The U.S. Securities and Exchange Commission (SEC) has approved the Hashdex Nasdaq Crypto Index US ETF (NASDAQ: NCIQ). Investors are asking what comes next: could this pave the way for products like an HBAR ETF or even broader institutional funds such as a possible HBAR ETF Vanguard? While speculation is growing, the current approval directly benefits XRP, Solana, and Stellar alongside its existing exposure to Bitcoin (BTC) and Ethereum (ETH).
The decision marks one of the first approvals under the SEC’s newly adopted generic listing standards for crypto ETFs. It is designed to accelerate the approval process and open the door for a wider range of digital asset products.
Updated Structure to Meet New Rules
Hashdex confirmed the changes last week, filing a “Third Amended and Restated Trust Agreement” with CSC Delaware Trust Company. The filing replaced a prior version of the trust arrangement, ensuring that the ETF complies with Nasdaq’s listing requirements. While the ETF remains structured as an “emerging growth company” in Delaware, no additional financial disclosures were attached to the amendment.
A Wave of Filings on the Horizon
The SEC’s rule change is already reshaping the ETF world. Instead of months-long individual reviews that often stretch up to 270 days, qualified ETFs can now complete the process in as little as 75 days.
Industry lawyers and fund managers expect a surge of product launches in the coming quarter. Over with a dozen new applications in progress. Market watchers are already tracking queries like ‘Is HBAR getting an ETF?’ or ‘Is BlackRock filing an HBAR ETF?’ as the next wave of products could expand beyond current assets.” Many of these focus on multi-asset structures that include major altcoins such as XRP and SOL. This reflects a growing institutional interest beyond Bitcoin and Ethereum.
Why the Fast-Track Rules Matter
To qualify for the accelerated path, ETFs must meet at least one of three conditions:
- The underlying crypto must be traded on a regulated exchange or have CFTC-regulated futures contracts active for at least six months.
- Another ETF must already hold the coin with at least 40% of assets directly invested.
- The structure must otherwise meet the SEC’s updated listing criteria.
This framework eliminates layers of bureaucracy. It provides asset managers with greater clarity and speed in bringing products to market. Analysts expect October to be a “boom period” for crypto ETFs. Several multi-asset funds are anticipated to debut.

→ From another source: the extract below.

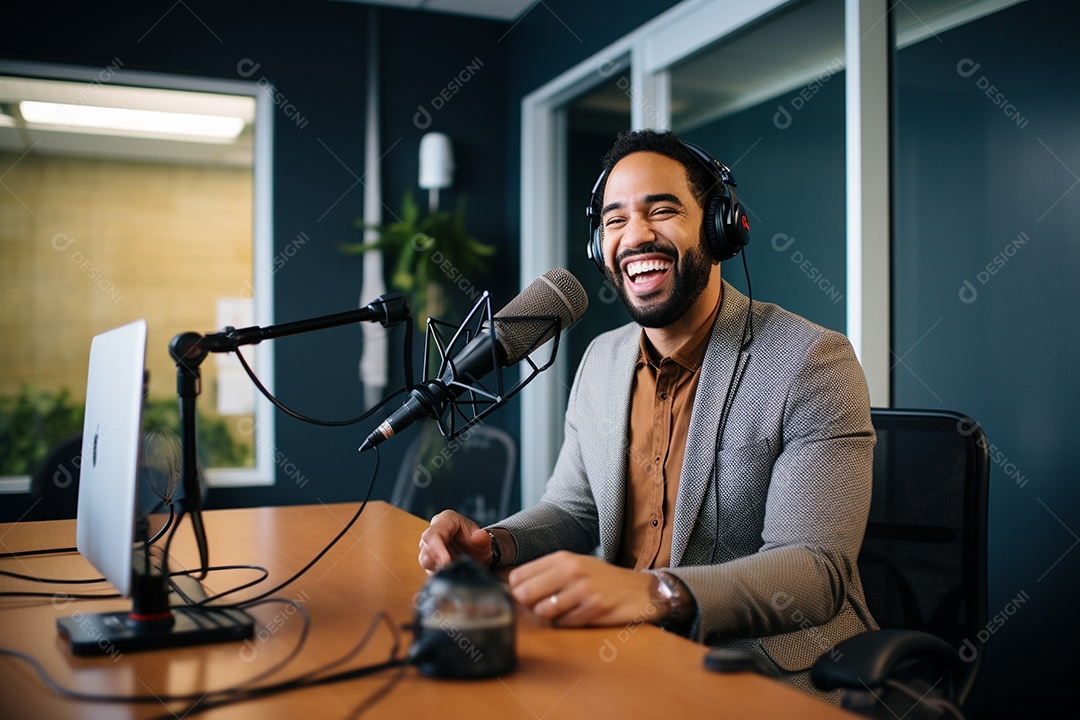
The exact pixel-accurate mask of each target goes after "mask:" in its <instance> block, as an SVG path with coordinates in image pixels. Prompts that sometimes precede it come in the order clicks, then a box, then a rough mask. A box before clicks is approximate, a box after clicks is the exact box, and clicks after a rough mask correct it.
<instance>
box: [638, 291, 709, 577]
mask: <svg viewBox="0 0 1080 720" xmlns="http://www.w3.org/2000/svg"><path fill="white" fill-rule="evenodd" d="M719 309H720V301H719V299H717V302H716V307H715V308H714V309H713V312H712V313H710V315H708V318H707V320H706V321H705V322H704V323H702V325H701V327H699V328H698V329H697V330H694V332H693V335H692V336H691V337H690V338H689V339H688V340H687V341H686V342H685V343H684V344H683V345H681V347H680V348H679V349H678V350H676V351H675V352H674V353H672V354H671V356H669V357H661V358H658V357H657V356H656V351H654V350H653V349H652V347H651V344H650V343H649V341H648V339H647V338H646V336H645V331H644V330H643V331H642V339H640V354H639V356H638V358H637V366H636V370H635V373H634V386H633V391H632V394H631V400H630V451H629V456H627V458H626V505H625V508H624V511H623V526H622V545H621V546H620V548H619V556H618V559H617V562H618V565H620V566H622V567H625V568H634V569H635V570H644V569H646V568H666V567H667V566H670V565H671V555H672V522H673V520H674V518H675V499H676V497H677V495H678V478H679V473H680V472H681V470H683V454H684V452H685V451H686V436H687V432H688V430H689V427H690V412H691V410H692V409H693V396H694V394H696V393H697V390H698V380H699V379H700V378H701V363H702V361H704V358H705V350H706V349H707V348H708V336H710V332H711V330H712V329H713V324H714V323H715V322H716V314H717V312H719Z"/></svg>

Implications for the Market
The approval of Hashdex’s expanded ETF highlights two key shifts:
- Regulatory efficiency: Faster approvals reduce uncertainty for issuers and investors.
- Diversified exposure is now possible under regulated ETFs. While BTC and ETH remain dominant, the approval has also renewed attention on altcoins like HBAR, which could benefit if HBAR ETF approval gains traction in the future
- Still, some industry voices caution that not every altcoin included in these products has the same level of market maturity or investor familiarity. While BTC and ETH have long established their credibility, newer assets may face steeper adoption hurdles.
For ongoing insights into HBAR’s performance, check our HBAR price prediction blog
Conclusion
The SEC’s approval of the Hashdex Nasdaq ETF signals a broader move toward mainstreaming diversified crypto investment products. With XRP, SOL, and XLM now part of a regulated ETF basket, the stage is set for accelerated launches. At the same time, investor conversations around HBAR ETF news continue to grow, even if approval remains speculative for now.